Your best/only option then is to use a front diffuser with only half or even quarter stop cloth,
discard the inner baffle/textile deflector and slap on a good grid.
This will give you an approximation of the center spot plus fall-off, but it won't give
you the close-up quality.
Lighttools in Canada ( https://lighttools.com/pages/we-control-light ) makes some of the finest
softgrids on the market, but prepare for your wallet to weep bitterly.
I once considered using plastic straws glued in a bundle to make a grid for a speedlite.
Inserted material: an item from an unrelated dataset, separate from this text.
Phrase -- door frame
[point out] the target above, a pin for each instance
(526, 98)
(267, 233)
Maybe that approach has some mileage for you?
Simon Carter said
I once considered using plastic straws glued in a bundle to make a grid for a speedlite. Maybe that approach has some mileage for you?
Like the idea of- with the size of my beauty dish I’d need an awful lot of them but great idea
NickH2 it wouldn’t be that bad. Glue whole straws into hexagonal bundles. Chop into slim hexagons with a fine saw. Then glue those hexagons together.
Find a suitable size and spray matt black ... and possibly white one as well to experiment with - hexagonal grid
Simon Carter said
Lightingman any fine grid will.
True, but the thickness of the aluminium used to make the grid cells is very thin, the straws, by comparison have much thicker walls, cutting the light down considerably. The straws would have to be black, of course, if they were clear or ‘white’ they’ll just act as a diffuser.
Be careful of melting/burning on straws. Depends on your lighting of course, but if it gets hot, straws will at best deform and worst catch fire, if they are plastic. If they are paper, then if they go, will go quite fiercly.